Thursday, September 17, 2009

Disaster Recovery: An Insight


Disaster Recovery is subset of a business continuity plan of an organisation ,where business users set thier Recovery Point Objective (RPO) and Recovery Time Objective(RPO) . In order to achieve the desired RPO and RTO an organisation would need the Six important components Compute,Networks,Storage, Softwares , people and a Disaster Recovery site to help achieve the RTO and RPO requirments. Let us look at what is RPO and RTO.
  • RPO : Recovery Point Objective is the point in time of the ability to roll back to the last know Point in Time copy .Ex: let us consider the Asynchronous replication of Database was done at 11.00 PM and 11.30 PM a disaster occured ,the 30 min of data is RPO for customer.Typically customers will have continuous replication to DR site to reduce the RPO and other ways are to restore from redo log and most recent archive log at the primary site aswell.In case of Synchronous replication the RPO is zero seconds as the primary host acknowledges the I/o after committing to the target site .
  • RTO : Recovery Time Objective the time taken to resume or restart the services at the DR site from the time of disaster occurred. Ex : Data centre wide fire caused at 8 AM of a particular business day and when you failover to the Disaster Recovery site and bringup servers ,applications and storage to perform operations at 10 AM same day .This translates into an RTO of 2 hours.

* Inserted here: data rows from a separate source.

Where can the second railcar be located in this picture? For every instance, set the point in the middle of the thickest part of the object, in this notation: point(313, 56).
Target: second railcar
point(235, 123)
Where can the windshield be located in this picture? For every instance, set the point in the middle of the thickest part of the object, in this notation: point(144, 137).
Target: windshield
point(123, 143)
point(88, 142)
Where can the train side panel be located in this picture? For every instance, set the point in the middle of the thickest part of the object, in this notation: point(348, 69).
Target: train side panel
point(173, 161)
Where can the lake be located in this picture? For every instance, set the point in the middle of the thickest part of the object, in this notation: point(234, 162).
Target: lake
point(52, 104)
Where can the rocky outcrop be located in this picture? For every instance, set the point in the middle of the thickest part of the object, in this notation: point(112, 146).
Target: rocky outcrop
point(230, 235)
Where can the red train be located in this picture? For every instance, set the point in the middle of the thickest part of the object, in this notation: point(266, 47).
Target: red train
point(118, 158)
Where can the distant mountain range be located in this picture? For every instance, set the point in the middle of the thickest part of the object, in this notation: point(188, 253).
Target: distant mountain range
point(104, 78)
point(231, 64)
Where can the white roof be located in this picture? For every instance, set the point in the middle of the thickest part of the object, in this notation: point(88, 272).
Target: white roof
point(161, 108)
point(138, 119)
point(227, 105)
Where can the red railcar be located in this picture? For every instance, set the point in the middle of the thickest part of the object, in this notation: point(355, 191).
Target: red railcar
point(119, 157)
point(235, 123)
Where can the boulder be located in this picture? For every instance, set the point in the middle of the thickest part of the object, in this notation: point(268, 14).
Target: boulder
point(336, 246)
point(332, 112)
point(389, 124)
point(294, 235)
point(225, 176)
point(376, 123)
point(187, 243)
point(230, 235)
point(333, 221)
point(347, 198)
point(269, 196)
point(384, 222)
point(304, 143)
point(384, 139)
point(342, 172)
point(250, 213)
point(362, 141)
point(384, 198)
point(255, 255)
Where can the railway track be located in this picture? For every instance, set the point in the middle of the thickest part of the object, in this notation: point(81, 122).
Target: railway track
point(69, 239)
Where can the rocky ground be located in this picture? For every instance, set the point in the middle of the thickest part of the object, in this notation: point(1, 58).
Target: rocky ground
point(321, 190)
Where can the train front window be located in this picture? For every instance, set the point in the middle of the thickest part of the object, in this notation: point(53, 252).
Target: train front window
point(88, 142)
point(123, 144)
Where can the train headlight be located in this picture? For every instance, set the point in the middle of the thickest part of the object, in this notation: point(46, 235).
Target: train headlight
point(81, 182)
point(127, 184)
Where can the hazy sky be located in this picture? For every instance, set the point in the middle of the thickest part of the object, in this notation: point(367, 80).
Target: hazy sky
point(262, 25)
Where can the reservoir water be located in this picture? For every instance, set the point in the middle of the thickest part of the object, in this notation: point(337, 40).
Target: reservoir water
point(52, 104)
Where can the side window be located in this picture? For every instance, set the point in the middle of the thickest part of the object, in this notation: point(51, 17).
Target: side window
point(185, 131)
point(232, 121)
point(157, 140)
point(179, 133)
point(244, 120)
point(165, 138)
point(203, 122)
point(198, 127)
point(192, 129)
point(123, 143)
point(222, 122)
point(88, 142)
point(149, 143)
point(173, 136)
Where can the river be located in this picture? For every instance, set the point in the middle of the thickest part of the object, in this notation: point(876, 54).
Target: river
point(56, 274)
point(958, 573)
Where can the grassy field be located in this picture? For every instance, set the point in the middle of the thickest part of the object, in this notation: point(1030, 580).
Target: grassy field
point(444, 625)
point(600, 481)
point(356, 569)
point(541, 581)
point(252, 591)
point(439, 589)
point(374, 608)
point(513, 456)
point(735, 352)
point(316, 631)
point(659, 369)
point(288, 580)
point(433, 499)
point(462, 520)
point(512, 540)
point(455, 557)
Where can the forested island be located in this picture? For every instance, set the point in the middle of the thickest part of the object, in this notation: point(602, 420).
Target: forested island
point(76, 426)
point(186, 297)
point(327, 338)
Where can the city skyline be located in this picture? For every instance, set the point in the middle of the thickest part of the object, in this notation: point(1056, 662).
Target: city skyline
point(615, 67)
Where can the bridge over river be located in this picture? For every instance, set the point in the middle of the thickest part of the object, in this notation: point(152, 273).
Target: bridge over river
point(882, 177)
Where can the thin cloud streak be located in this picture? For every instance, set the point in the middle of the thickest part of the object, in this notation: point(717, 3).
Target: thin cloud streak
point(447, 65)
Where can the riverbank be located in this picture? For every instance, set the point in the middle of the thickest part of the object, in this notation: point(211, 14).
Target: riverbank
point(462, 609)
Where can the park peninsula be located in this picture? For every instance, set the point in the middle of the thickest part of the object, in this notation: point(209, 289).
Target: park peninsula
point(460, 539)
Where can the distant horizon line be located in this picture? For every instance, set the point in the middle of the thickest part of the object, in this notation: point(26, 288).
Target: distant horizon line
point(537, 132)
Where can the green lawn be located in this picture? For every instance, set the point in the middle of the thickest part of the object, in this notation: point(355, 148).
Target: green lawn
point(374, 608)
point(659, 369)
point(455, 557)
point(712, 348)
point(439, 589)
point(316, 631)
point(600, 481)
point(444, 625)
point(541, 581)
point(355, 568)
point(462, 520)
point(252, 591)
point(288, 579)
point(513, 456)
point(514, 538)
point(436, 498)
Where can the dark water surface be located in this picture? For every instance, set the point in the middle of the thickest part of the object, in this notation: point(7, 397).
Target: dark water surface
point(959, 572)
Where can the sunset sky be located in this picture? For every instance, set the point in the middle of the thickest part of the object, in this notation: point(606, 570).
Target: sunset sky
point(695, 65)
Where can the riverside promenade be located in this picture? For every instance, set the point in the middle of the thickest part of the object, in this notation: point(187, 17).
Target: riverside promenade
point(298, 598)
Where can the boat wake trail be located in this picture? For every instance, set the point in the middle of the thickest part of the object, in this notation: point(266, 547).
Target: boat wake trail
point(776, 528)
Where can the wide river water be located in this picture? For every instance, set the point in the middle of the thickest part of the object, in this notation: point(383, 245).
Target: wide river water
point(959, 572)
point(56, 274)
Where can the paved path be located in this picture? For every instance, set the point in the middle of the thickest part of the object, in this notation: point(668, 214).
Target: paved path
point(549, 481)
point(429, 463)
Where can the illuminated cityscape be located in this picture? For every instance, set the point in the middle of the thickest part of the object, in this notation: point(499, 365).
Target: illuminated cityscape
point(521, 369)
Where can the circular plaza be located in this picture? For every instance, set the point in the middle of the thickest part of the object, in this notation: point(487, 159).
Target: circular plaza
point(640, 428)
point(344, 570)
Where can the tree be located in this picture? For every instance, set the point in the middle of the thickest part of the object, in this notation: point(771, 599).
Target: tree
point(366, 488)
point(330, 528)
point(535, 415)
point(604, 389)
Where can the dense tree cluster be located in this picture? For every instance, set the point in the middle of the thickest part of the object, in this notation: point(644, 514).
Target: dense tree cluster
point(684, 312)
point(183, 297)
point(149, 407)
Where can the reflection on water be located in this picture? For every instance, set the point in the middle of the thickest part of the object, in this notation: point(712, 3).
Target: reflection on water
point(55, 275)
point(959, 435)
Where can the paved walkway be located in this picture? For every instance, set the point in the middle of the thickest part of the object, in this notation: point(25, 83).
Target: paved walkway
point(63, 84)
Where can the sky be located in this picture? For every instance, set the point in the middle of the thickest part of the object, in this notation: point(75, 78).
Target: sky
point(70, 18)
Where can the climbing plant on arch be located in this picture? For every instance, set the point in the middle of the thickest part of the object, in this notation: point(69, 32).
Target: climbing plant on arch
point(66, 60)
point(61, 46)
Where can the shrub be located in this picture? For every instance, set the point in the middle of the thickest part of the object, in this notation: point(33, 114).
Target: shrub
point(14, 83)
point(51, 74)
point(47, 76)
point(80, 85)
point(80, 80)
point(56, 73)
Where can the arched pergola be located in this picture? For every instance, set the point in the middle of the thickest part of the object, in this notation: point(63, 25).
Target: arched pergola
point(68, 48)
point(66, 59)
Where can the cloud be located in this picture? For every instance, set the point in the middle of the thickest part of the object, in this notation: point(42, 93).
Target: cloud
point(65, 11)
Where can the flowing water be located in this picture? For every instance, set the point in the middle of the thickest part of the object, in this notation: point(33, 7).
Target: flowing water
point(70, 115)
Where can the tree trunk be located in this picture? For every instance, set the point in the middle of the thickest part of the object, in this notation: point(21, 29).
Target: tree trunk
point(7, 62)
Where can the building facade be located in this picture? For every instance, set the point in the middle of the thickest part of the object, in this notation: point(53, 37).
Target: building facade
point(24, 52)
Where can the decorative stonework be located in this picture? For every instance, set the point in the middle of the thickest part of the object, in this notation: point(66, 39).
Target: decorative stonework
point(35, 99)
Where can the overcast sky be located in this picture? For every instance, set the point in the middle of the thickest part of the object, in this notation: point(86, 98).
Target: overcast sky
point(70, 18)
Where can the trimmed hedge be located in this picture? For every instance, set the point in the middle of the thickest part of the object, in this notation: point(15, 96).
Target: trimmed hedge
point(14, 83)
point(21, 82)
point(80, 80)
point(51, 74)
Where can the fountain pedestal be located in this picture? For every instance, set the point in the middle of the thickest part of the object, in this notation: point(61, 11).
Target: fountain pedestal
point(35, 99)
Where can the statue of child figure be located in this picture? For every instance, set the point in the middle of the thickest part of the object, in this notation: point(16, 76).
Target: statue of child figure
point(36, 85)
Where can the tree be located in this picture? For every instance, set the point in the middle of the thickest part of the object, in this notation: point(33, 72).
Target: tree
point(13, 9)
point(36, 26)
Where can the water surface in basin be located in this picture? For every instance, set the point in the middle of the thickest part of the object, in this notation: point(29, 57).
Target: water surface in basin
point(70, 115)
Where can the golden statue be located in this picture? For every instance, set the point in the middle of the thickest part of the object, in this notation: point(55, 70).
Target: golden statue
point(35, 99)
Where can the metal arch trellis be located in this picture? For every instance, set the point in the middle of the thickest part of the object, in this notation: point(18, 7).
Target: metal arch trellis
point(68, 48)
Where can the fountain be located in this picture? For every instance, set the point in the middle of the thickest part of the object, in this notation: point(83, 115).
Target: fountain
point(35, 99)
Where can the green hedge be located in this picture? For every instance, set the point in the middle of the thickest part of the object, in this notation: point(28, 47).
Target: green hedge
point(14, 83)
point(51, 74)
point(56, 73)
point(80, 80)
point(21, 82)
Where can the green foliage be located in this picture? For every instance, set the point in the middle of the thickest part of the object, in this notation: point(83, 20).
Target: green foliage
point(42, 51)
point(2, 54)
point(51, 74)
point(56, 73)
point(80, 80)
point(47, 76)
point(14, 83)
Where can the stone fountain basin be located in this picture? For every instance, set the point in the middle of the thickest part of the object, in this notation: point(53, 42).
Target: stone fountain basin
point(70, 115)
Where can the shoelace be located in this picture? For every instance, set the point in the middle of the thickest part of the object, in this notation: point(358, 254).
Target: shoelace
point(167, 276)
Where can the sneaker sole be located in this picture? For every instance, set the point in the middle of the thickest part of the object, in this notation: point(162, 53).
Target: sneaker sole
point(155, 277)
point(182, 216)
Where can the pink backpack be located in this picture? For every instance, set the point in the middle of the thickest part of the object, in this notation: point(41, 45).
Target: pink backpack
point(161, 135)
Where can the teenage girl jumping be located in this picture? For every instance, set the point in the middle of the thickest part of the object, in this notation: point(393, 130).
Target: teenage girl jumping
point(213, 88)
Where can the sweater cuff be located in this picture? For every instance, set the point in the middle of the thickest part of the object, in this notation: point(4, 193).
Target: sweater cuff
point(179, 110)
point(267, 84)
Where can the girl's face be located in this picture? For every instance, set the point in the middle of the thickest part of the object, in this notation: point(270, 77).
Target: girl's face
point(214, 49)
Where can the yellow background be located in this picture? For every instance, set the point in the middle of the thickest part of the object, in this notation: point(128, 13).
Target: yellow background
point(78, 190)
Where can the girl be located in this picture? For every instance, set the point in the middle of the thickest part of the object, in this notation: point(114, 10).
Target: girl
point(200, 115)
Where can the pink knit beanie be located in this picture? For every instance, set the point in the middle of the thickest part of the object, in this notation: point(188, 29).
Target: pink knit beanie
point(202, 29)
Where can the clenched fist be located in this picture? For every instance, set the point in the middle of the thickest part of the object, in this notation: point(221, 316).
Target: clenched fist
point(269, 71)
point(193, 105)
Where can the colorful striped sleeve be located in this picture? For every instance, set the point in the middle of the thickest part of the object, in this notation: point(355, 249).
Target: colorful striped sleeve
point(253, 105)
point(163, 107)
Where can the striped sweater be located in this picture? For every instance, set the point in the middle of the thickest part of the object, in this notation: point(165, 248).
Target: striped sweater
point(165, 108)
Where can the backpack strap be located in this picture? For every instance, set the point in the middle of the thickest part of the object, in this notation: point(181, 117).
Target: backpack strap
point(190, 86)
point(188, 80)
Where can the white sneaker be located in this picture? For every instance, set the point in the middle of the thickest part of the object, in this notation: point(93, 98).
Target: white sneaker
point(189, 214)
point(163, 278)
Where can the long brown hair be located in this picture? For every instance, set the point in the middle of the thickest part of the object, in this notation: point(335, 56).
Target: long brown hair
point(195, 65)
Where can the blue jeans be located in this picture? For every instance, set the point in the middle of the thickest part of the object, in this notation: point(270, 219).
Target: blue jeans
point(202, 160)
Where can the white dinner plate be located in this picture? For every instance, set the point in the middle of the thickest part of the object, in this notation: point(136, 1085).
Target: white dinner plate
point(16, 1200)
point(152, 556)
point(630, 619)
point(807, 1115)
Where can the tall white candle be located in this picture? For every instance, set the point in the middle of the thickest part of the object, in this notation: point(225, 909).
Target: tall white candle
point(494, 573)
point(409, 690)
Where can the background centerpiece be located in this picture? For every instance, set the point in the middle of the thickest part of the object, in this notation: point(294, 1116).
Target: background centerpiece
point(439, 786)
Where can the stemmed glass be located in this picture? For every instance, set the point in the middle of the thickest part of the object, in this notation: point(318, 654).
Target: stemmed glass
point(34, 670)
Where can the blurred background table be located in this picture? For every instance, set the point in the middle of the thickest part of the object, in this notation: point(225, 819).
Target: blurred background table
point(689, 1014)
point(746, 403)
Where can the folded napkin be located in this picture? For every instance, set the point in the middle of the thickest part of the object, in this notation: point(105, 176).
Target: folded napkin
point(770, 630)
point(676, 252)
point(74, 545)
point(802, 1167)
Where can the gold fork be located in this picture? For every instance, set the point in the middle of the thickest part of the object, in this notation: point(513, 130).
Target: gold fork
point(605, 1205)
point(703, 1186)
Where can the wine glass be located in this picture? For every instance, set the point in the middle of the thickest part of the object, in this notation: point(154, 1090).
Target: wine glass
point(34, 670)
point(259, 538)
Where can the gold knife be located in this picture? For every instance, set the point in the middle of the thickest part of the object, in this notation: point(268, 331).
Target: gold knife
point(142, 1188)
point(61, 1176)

  • Let us get familiar with when do we declare a disaster.
  • Compute System crash
  • Application crash scenario
  • Hard Disk crash scenario
  • Network failure scenario
  • Data centre failure scenario
  • Natural disaster ( earthquake, fire, Tsunami etc )
  • Power outage scenario
Please Note : It is not suggested always move to DR site for operations say you have an RTO of 2 hrs SLA with customer ,say for ex OS crash can be countered rebuild OS in 1 hr and bring the server up you are anyways providing customer with his business up and running within the RTO requirments.It is ideal to fail over to DR site when you see that the Data center infrastructure will not come up or meet the RTO requirements as of the business ,only then it is ideal to commence operations from DR site.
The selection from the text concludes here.